2016年2月 vol.172

2016年02月10日

 立春が過ぎ、心なしか寒さも和らいできたような気が致します。それでも、ここは東北仙台。二月いっぱいは寒さに注意が必要です。皆様、風邪などひかぬようご自愛下さい。


 私はここ数年来、友人に誘われ節分の厄払いに参加しております。続けていると、これも気のせいか運気が向上しているような気がするわけです。余談ですが、中国では旧正月にあたる春節に水餃子を食する習慣があるそうです。日本でいう年越しそばのようなものだと思うのですが、水餃子を食べると富をもたらすとか子孫繁栄といったご利益が得られるそうです。今年の春節は2月8日からのようですので是非ご家庭で試してみて下さい。
 

 さて、その中国ですが、経済の減速が見られるのは今に始まったことではありません。既に中国政府はこれまでの高度成長を中成長に転換することを宣言しており、世界経済への影響が懸念されております。火種は中国国内だけの問題にとどまりません。マスコミが取り上げる日本国内での爆買いなどというのは対中貿易の規模からみれば大きな数字ではありませんが、対中向けの輸出産業が受けるダメージは深刻です。また、中国への依存度が高いアセアン諸国、資源バブルがはじけた国々などがそれぞれにリスクを抱えており、リーマンショック後に先進国の経済を下支えしてきた新興国経済が狂い出せば、世界経済への影響は回避できません。前回もお話しましたが、日本経済は底堅い感じがするのですが、諸外国の外的要因ばかりは防ぎようがありません。
 

 これに対し、予防線を張るかのように日銀はマイナス金利を打ち出しましたが、果たしてどれだけの効果が得られるのでしょうか?昨年後半は、金融庁が金融機関に対し不動産融資の比重をけん制する動きを見せておりますが、マイナス金利が続けば、銀行は不動産融資に積極的に融資せざるを得ないのではないでしょうか。結局のところ、企業は比較的業績が良いため、ある程度の資金は自己資金で対応することができますし、そもそも国内市場への将来不安から設備投資自体に消極的なわけです。
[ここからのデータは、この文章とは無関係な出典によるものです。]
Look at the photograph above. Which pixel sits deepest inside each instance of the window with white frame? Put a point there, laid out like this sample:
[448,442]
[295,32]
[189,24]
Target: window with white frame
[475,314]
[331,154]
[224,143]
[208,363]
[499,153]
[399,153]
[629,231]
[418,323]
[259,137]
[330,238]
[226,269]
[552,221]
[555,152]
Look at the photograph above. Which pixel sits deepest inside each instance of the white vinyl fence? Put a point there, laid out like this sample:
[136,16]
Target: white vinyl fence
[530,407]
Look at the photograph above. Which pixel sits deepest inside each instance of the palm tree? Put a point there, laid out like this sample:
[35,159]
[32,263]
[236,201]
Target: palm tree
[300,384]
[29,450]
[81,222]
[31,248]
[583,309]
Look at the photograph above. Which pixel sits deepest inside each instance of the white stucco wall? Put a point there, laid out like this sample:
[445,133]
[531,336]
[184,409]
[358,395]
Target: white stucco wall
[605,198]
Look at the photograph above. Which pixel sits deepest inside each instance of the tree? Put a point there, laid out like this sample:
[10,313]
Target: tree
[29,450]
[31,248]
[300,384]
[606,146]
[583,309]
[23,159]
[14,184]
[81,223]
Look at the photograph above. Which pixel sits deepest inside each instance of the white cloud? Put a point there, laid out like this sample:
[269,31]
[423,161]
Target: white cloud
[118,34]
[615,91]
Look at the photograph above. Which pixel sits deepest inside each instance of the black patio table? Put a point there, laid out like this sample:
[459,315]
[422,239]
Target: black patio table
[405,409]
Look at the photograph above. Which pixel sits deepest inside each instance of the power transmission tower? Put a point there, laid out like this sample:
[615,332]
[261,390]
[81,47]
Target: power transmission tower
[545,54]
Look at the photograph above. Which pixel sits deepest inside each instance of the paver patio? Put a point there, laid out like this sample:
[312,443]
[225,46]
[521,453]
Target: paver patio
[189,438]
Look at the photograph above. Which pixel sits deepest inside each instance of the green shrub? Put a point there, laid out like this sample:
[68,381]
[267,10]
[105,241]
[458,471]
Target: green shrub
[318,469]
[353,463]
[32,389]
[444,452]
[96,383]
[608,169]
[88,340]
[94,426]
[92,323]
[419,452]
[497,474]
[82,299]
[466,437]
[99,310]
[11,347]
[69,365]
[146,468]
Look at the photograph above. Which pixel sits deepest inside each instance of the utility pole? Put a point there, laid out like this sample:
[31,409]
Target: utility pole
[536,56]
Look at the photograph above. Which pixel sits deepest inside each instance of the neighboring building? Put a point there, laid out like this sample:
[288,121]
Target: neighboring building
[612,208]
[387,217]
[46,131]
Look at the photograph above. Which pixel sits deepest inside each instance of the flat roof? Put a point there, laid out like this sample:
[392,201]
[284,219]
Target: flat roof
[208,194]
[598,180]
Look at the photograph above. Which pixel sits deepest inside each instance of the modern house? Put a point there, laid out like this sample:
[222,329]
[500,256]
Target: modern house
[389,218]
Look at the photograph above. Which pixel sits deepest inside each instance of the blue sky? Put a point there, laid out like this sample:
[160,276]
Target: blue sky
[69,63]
良く聞く話ですが、銀行が貸したいところには資金が潤沢で、本当に資金を必要としている先には貸し倒れリスクがつきまとうので貸せない。そうすると金余りが解消されず、資金がダブつき、銀行は準備預金を日銀に預けると逆に利息がかかりますので安全な国債などの投資に回り、国債の利回りの低下にもつながります。
 

 となると、比較的担保が確保でき安全な不動産融資に資金が回るのではないかと思います。奇しくも時代は相続税の改正に伴い、富裕層の間では相続対策の一環として不動産投資が積極的に行われております。投資環境としては、地価と建築費の高騰を補完するかのように昨今の低金利と景気回復による賃料の上積みがあります。仮に事業単体で収益性が確保できない場合でも、事業主の資産背景を担保に資金はどんどん供給されます。
 

 不動産投資というと真っ先に思い出されるのが総量規制です。総量規制とは、1990年に土地の高騰を懸念した当時の大蔵省が金融機関に対し不動産向け融資の抑制を通達した行政指導のことを指します。規制が解除されるまでの2年余りの間に土地高騰の抑制どころか、バブル崩壊の引き金となったと言われています。しかし、今回のバブルの主役は投資会社や一部の富裕層に限りなく集中しているため、総量規制のような動きには至らないのではないかと思います。
 

 私が懸念するのは、昨年後半あたりからの株安により、前出の主役たちの投資マインドに少なからずマイナスの影響を及ぼしているのではないかということです。これまでのマーケットは先高感による期待感と安心感、乗り遅れないようにとの心理が下支えしていたと言って異論を挟む人は少ないでしょう。ところが、相場が調整局面に向かうと様子を見る傾向が強くなり、連鎖的に取引が低迷すれば更に市場に資金がダブつくという構図になりはしないでしょうか。今後の市場から目が離せません。